Este foi o 2° de 4 filmes que o astro Tony Curtis e o diretor Blake Edwards (1922-2010) fizeram juntos. Em ordem, são eles: Hienas do pano verde (57), este filme, Anáguas a bordo (59) e A corrida do século (65). O ritmo é acelerado; todos os acontecimentos excêntricos têm um ar de alegria contagiante de comédia ágil e descontraída. Mesmo sendo um filme menor de Edwards, tem seus bons momentos.
Sem nexo o plot twist desse filme
Como alguém poderia pensar que o filho era do Paul, sendo que havia se passado somente 2 semanas da viagem?
737. (31/08/2020)
Mesmo com bons protagonistas e diretor, é um filme que se vê e logo esquece. Quase imperceptível.

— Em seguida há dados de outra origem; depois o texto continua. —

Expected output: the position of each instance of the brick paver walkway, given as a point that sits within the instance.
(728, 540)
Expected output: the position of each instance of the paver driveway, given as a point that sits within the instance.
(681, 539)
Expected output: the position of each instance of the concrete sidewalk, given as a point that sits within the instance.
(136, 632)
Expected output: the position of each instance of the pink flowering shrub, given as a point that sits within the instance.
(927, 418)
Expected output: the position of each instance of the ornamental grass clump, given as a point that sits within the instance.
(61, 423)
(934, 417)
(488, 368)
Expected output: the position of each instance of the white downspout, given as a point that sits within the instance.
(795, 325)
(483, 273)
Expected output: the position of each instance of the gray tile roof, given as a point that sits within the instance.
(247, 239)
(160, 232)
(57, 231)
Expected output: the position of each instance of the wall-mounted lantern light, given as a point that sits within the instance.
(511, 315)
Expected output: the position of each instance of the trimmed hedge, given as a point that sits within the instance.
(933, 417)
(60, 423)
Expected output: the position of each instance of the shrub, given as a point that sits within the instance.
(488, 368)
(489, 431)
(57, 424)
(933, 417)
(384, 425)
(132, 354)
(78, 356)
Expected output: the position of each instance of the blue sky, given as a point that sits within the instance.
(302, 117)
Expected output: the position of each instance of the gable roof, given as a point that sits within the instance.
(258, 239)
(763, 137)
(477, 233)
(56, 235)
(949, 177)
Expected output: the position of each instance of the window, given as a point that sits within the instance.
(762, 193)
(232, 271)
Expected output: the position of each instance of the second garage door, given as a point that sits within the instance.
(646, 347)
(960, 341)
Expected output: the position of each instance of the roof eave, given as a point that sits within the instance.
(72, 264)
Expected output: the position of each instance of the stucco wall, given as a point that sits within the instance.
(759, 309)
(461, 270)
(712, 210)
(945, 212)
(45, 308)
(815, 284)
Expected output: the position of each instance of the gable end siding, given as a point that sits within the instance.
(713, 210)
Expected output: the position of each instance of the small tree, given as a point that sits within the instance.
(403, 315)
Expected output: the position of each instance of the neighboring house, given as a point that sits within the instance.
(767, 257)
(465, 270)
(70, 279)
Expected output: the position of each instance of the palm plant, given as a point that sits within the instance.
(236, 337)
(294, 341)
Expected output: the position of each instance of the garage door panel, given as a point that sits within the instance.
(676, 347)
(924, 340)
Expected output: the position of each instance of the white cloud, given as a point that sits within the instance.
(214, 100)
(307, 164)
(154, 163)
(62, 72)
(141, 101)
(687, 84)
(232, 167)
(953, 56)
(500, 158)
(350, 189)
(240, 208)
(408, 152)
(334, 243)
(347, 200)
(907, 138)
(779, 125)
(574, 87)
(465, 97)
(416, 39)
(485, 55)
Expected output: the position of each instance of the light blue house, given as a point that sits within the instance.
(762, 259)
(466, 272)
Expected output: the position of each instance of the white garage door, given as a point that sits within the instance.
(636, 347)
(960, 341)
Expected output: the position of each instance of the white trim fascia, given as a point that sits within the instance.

Gosto por demais das comédias leves do saudoso Blake Edwards. Contanto, De Folga para Amar, com o outro título apresentado na TV Aberta (A Licença Perfeito) não passa de uma comédia bem abaixo da média e insossa. Contendo poucos momentos engraçados e, nem sequer, as atuações de Tony Curtis e Janet Leigh conseguem ser carismáticas.
Blake Edwards tem comédias infinitivamente melhores e mais engraçadas que esta.
Uma comédia divertida do especialista Blake Edwards. Vi há vários anos atrás no Telecine.